On 2 June 2010 13:36, Craig Ringer <craig@postnewspapers.com.au> wrote:
>>
>> Really? That seems like an *incredibly* arduous requirement.
>> Intuitively, I find it difficult to believe. After all, even though
>> using longjmp in C++ code is a fast track to undefined behaviour, I
>> would have imagined that doing so in an isolated C module with a well
>> defined interface, called from C++ would be safe.
>
> Not necessarily. It's only safe if setjmp/longjmp calls occur only
> within the C code without "breaking" call paths involving C++.
It isn't obvious to me that your suggestion that C++ functions that
invoke jumping pg code use only POD types, but manipulate C++ types
through pointers helps much, or at all. RAII/SBRM is just another
memory management strategy (albeit a very effective, intuitive one).
It's basically equivalent to the compiler generating calls to a
constructor when an object is instantiated, and to a destructor when
the object goes out of scope. So, how your concern fundamentally
differs from the general case where we're managing resources (but not
through memory contexts/palloc) explicitly, and risk being cut off
before control flow reaches our (implicit or explicit) destructor call
isn't clear, except perhaps that RAII gives clients what may be a
false sense of security. Sure, one is technically undefined behaviour
while the other isn't, but the end result is probably identical - a
memory leak.
>> I would have
>> imagined that ultimately, the call to the Pg C function must return,
>> and therefore cannot affect stack unwinding within the C++ part of the
>> program.
>
> That's the whole point; a longjmp breaks the call chain, and the
> guarantee that eventually the stack will unwind as functions return.
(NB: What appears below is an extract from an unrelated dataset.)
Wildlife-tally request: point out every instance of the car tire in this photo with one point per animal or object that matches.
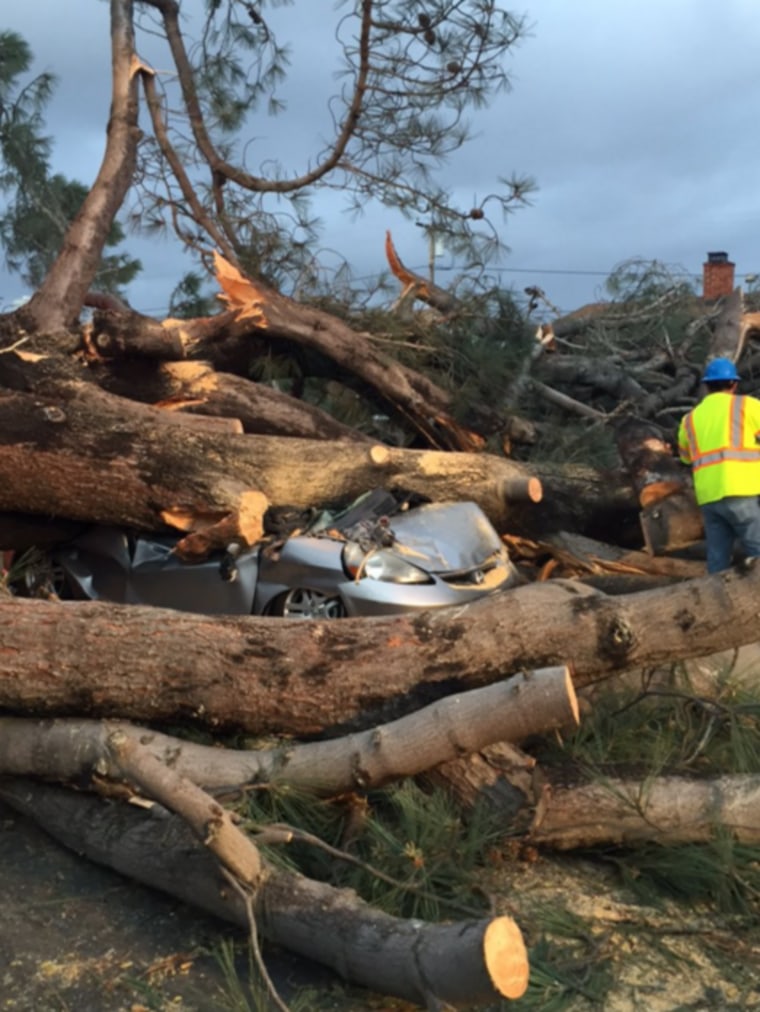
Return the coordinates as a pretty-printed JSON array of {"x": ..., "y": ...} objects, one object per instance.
[{"x": 302, "y": 602}]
Yes, but my point was that if that occurs above the C++ code, it will
never be affected by it. We have to longjmp() *over* C++ code before
we have a problem. However, Bruce has answered the question of whether
or not that happens - it does, so I guess it doesn't matter.
Here's a radical idea that has no problems that immediately occur to
me, apart from the two massive problems that you just lost your
ability to reliably manage non-memory resources with RAII, and that
you're now in the realm of undefined behaviour:
Re-implement global operator new() and friends in terms of palloc and
pfree. This sort of thing is often done for C++ application
frameworks.
It makes me queasy that by doing this, we're resorting to undefined
behaviour in terms of the C++ standard (destructors are never called)
as a matter of routine. What do you think? I suppose that such
undefined behaviour is absolutely intolerable. It's not a serious
suggestion, just something that I think is worth pointing out.